FAK activity exacerbates disturbed flow-mediated atherosclerosis via VEGFR2-CBL-NF-κB signaling.

Atherosclerosis develops at predictable sites in the vasculature where branch points and curvatures create non-laminar disturbed flow. This disturbed flow causes vascular inflammation by increased endothelial cell (EC) barrier permeability and the expression of inflammatory genes such as vascular cell adhesion molecule 1 (VCAM-1). Vascular endothelial growth factor receptor 2 (VEGFR2) regulates flow-induced EC inflammation; however, there are still some gaps in understanding the precise signaling mechanism or pathway.
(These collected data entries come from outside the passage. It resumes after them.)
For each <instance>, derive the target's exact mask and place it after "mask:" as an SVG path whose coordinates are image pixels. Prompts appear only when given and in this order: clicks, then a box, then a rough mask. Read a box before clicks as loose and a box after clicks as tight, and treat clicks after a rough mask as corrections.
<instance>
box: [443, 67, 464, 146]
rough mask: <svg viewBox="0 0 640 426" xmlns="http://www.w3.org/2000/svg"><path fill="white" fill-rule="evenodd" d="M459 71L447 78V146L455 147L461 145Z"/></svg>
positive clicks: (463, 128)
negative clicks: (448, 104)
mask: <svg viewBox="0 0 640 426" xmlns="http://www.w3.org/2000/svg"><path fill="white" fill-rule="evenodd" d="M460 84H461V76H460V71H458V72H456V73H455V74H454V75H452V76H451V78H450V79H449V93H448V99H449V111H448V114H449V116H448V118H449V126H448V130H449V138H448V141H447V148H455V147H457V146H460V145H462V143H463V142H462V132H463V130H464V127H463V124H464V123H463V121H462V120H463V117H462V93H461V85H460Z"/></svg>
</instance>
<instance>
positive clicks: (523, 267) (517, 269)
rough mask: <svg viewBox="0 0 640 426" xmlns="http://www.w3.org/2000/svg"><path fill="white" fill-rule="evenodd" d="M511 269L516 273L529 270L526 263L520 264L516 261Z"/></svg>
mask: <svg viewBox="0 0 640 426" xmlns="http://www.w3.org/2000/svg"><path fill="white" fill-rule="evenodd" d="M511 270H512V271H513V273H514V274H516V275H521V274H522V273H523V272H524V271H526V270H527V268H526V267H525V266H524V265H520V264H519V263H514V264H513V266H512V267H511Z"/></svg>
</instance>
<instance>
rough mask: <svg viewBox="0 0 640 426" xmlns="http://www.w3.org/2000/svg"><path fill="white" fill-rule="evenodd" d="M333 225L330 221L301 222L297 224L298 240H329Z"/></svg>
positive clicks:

Focal adhesion kinase (FAK) is a protein tyrosine kinase whose expression has been implicated in flow-mediated signaling in ECs. However, the link between FAK and VEGFR2 in flow-mediated inflammation signaling has remained unelucidated. Here we found that priming of VEGFR2 with VEGF was critical for flow-mediated activation of FAK and NF-kB. Mechanistically, FAK activation triggers tyrosine phosphorylation of Casitas B-lineage lymphoma (CBL; an E3 ubiquitin ligase) that interacts with VEGFR2 under flow conditions. However, FAK inhibition reduced VEGFR2-FAK-CBL complex formation, partly due to reduced expression of VEGFR2 on the cell membrane. Further, Apoe-/- mice fed a Western diet (WD) exhibited increased FAK activity within the atheroprone disturbed flow region of the inner aortic arch compared to the outer arch. Disturbed flow-induced FAK activation is associated with elevated VEGFR2 on the surface of ECs of the inner aortic arch, but not in the outer arch. Taken together, these data suggest that suppression of augmented FAK activity under disturbed flow may prove beneficial in reducing pro-inflammatory signaling of the endothelial layer.